WARP: Guaranteed Inner-Layer Repair of NLP Transformers
Summary: arXiv:2604.00938v1 Announce Type: cross
Abstract
Transformer-based natural language processing (NLP) models have revolutionized the field, yet they remain vulnerable to adversarial perturbations. Existing repair methods often face a fundamental trade-off: while gradient-based approaches provide flexibility, they lack verifiability and frequently overfit to data. Conversely, methods that do offer repair guarantees are typically limited to the final layer or constrained to small networks, significantly reducing the parameter search space available for effective repair. This article introduces WARP (Weight-Adjusted Repair with Provability), a novel constraint-based repair framework that extends repair capabilities beyond just the last layer of Transformer models.
Key Features of WARP
WARP formulates the repair process as a convex quadratic program, which is derived from a first-order linearization of the logit gap. This approach enables tractable optimization across a high-dimensional parameter space. Under the condition that the first-order approximation holds, WARP provides three per-sample guarantees:
- Positive Margin Constraint: Ensures correct classification on repaired inputs.

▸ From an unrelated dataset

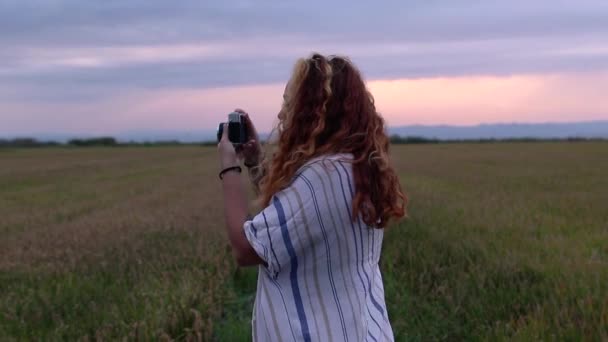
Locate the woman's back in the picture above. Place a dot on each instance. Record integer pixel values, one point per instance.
(321, 280)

- Preservation Constraints: Maintains the integrity of a designated remain set.
- Certified Robustness Radius: Derived from Lipschitz continuity, allowing for quantifiable robustness against adversarial inputs.

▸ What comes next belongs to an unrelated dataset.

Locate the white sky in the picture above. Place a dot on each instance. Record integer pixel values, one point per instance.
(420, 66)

Enhanced Feasibility Across Model Architectures
To address the varying architectures of Transformer models, WARP includes a sensitivity-based preprocessing step that adapts the optimization landscape to ensure feasibility. This adaptability is crucial for applying the WARP framework across different model configurations without compromising on performance.
Convergence and Empirical Validation
WARP employs an iterative optimization procedure that converges to solutions satisfying all specified repair constraints under mild assumptions. The empirical evaluation conducted on encoder-only Transformers, featuring diverse layer architectures, demonstrates that the guarantees provided by WARP hold true in practical settings. Furthermore, these evaluations show a marked improvement in the models’ robustness to adversarial inputs.
Conclusion
The introduction of WARP represents a significant advancement in the realm of NLP Transformer repair. By leveraging principled constraint-based optimization, WARP not only achieves guaranteed and generalizable repair outcomes but also enhances the overall resilience of Transformer models against adversarial threats. This work paves the way for future research that could further refine the capabilities of NLP models, ensuring they remain robust and reliable in real-world applications.